@ajinkya_ghodake
How are you planning to consume the data after you export it? Excel can’t handle files with 10 million rows. The limit in Excel is the same as the limit in QuickSight - 1 million.
Hi @ajinkya_ghodake - Thanks for posting the question. This is an interesting usecase. If you are exporting the data as csv file ( which is a tabular format), you do not need QuickSight to be used as a Data Extraction tool. It is better to shift this workload to Snowflake as an data extract job. This way you can export the data quickly. Exporting 1M rows from a reporting or visualization tool is not recommended and I agree with @David_Wong point.
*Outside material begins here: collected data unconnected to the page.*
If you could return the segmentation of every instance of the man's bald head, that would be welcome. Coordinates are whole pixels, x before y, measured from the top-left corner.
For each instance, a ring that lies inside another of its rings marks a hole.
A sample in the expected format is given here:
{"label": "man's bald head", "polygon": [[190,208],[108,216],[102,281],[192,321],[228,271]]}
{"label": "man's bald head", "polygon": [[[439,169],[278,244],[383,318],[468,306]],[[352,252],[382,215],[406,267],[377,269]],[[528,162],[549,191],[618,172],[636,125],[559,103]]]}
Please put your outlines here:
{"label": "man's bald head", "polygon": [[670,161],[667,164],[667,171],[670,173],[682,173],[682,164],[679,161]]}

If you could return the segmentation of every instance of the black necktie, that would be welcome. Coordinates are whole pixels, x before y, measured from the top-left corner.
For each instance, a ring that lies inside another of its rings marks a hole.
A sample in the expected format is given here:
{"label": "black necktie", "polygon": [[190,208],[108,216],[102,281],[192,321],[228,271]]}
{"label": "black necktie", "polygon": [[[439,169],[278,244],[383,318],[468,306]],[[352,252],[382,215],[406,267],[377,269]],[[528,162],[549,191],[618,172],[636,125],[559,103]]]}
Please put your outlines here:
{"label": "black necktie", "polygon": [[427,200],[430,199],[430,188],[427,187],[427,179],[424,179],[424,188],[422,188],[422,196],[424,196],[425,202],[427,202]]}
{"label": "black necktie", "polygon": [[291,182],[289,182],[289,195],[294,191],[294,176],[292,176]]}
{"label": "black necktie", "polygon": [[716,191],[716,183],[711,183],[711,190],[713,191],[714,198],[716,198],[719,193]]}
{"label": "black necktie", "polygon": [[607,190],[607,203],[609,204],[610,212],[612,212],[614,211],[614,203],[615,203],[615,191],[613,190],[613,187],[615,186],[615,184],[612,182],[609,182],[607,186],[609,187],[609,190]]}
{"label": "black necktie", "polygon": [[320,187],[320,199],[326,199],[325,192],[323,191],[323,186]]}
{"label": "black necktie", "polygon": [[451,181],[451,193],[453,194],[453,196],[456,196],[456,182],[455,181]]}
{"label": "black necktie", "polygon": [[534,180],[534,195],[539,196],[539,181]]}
Hi @ajinkya_ghodake - When you are mentioning user needs to do the filter and then export to CSV, Is the filter is fixed? if yes, then possibly you can create a data pipeline using glue which will read the data from S3, put the filter as per user and create files in CSV for the user . However this will require a some amount of data engineering work. One of another approach will be purely custom solution and having an interface where user can provide the filter and you can run custom pyspark and generate csv files for them. This is require a bit of coding.
Quick Sight Team,
We’re encountering the same limitations. These days, working with datasets containing over 1 million rows is quite common and no longer considered large. Do you have any plans to increase this limit?
We’re working with a SPICE dataset that contains approximately 135 million records, and we need to export it to a CSV file to off load into our Redshift database. Despite applying various filters—including filtering down to just one day of data—we’re still exceeding the 1 million row limit. Please advise.